NEW LIFE– Lilah Mae arrived into this world at 6am on March 17th, St Patrick’s Day, 2020. The day before we arrived into British Columbia.
By this time flights were being cancelled and people told not to travel unless necessary, but nothing was going to keep us away from seeing this beautiful new baby girl.
We arrived at Laura and Nick’s Shawinigan Lake home on Vancouver Island, on Wednesday 18th March, and have settled into the 30ft caravan/trailer parked next to their home for our two weeks of self-isolation.
It’s really no hardship at all, it’s far more spacious than Hermione, it’s warm and cosy, we have an oven, microwave, large fridge and freezer, a queen-sized bed and even a bathtub, which is a good thing as by the looks of how this lurgy is progressing, we may be here for a while.
Most days we either go for a walk along the trail up behind Laura and Nick’s house or at least visit with them on their sun deck, still making sure we are keeping a good 2-3m apart. So even though to date I still haven’t been able to cuddle Lilah or even give Laura and Nick a hug, we see them, and I’m counting down the days until I can.
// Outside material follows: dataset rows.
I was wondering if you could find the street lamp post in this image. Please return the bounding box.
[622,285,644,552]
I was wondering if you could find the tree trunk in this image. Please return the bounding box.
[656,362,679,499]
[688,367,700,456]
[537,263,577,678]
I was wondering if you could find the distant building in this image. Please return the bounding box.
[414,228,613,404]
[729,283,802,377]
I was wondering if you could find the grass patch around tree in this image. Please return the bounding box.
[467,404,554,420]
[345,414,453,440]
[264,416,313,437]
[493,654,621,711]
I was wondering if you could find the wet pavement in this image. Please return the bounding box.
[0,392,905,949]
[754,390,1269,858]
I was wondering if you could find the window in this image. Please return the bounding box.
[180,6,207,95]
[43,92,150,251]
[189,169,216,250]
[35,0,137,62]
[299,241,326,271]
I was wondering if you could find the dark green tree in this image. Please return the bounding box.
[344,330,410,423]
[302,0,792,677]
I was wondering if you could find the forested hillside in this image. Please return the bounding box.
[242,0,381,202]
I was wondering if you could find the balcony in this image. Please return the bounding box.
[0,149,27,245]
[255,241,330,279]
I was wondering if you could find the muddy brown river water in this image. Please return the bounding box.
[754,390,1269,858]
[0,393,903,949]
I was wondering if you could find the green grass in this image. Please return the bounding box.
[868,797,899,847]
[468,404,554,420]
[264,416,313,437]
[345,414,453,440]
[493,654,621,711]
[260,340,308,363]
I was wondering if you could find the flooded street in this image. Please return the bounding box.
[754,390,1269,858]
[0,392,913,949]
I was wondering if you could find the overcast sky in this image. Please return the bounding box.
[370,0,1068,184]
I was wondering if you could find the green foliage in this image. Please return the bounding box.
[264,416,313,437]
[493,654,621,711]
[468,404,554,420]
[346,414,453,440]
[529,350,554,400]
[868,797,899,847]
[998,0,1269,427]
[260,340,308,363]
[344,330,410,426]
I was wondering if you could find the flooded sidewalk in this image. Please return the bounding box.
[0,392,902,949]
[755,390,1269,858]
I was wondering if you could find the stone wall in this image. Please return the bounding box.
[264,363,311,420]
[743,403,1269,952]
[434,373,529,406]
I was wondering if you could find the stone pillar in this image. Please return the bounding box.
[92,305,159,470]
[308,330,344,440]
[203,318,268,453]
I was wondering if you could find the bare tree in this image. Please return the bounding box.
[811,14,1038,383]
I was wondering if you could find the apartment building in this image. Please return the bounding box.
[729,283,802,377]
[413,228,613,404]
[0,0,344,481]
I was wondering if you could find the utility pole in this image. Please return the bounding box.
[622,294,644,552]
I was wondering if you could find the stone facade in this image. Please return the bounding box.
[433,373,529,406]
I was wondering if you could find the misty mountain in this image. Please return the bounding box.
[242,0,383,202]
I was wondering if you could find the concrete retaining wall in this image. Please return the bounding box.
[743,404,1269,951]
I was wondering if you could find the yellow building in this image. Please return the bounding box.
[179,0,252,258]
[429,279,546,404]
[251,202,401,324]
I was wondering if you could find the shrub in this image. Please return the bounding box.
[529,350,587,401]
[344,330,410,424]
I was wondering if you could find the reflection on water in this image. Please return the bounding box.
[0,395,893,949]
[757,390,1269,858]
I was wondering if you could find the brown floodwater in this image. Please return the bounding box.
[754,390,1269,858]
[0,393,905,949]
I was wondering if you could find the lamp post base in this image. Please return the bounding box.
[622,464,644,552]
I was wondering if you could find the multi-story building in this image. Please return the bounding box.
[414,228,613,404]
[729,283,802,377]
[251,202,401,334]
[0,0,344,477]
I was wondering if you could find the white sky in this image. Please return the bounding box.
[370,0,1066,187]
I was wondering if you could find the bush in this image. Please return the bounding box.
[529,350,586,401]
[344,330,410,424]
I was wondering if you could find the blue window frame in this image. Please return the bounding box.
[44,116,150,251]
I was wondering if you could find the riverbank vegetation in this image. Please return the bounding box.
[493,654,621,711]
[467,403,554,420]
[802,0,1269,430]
I’m not going to waffle on about the Covid 19, I’m sure we all know what’s going on, so let’s talk about resilience.
We have all seen the photos of people stockpiling toilet paper and fighting over canned goods, all the while our medical workers are worried about whether they will have enough ventilators to keep people alive.
We need to recognize that our collective good, is in our collective humanity. We don’t thrive in a vacuum, we thrive when we work in concert with each other.
Social distancing doesn’t necessarily mean social isolation, you can still chat with a neighbour over the fence or the internet. When self-isolating pick up the phone to call a friend or do a Skype chat and ask how they are doing. Think of those that are older and maybe living alone that not so long ago relied on a weekly meet up group, they must be lonely. Share what you can with others that can’t get what they need.
Sadly on the human face of this crisis, many businesses will fail, so now it’s more important than ever to support our local business’, spending money close to home recycles that money in the community. Buying locally gives our neighbours, our town, our community purpose. And when we give ourselves purpose, we give ourselves hope.
It may feel like the end of days, it’s not. It’s a time to reassess what is important, who is important. We know that at the end of this lies a new place, a different phase, there is just a little tough time to get through in between.